Thursday, June 23, 2011

A plausible scenario for how America defaults

Ezra Klein says Cantor’s refusal to continue participating in the budget negotiations sets in motion “a plausible scenario for how America defaults.”  Klein writes:

One analysis of the House GOP right now is that there are three players who can cut a budget deal: Eric Cantor, John Boehner, and House Appropriations Chairman Hal Rogers. One of them is going to have to do it. Which means one of them is going to lose his job.

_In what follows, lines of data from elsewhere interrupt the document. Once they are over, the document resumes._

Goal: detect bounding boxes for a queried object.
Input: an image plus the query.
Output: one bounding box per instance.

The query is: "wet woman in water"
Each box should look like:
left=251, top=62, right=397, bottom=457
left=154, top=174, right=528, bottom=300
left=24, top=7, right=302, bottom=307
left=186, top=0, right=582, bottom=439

Cantor seemed the most obvious choice because he has the most credibility with the Tea Party. But that very credibility with the Tea Party is why Cantor won’t cut the deal. They support him because he’s the guy who won’t cut the deal. He can’t sign off on tax increases without losing his power base. But if he’s able to throw it back to Boehner, and Boehner cuts the deal, that’s all good for Cantor: Boehner becomes weaker and Cantor becomes stronger. Which is why Boehner will also have trouble making this deal. It’ll mean he made the concessions that Cantor, the true conservative, didn’t. That’s not how he holds onto the gavel in this Republican Party.

If you had to write a plausible scenario for how America defaults on its debt, or at least seriously spooks the market, this is how it would start. After insisting on using the debt limit as leverage for a budget deal, the Republican leadership finds they can’t actually strike a deficit-reduction deal, but nor can they go back on their promise to vote against any increase in the debt limit that isn’t accompanied by a deficit-reduction deal

Of course, if Obama caves on the tax issue, Cantor, Boehner and the Tea Party nuts can all go home happy.  If Obama doesn't cave then Cantor or Boehner or someone has to anger the Tea Party nuts and suffer the consequences.  Will Republicans do what is right or what is good for their political careers?  What do you think?  My bet--they protect their careers and say, to hell with the country.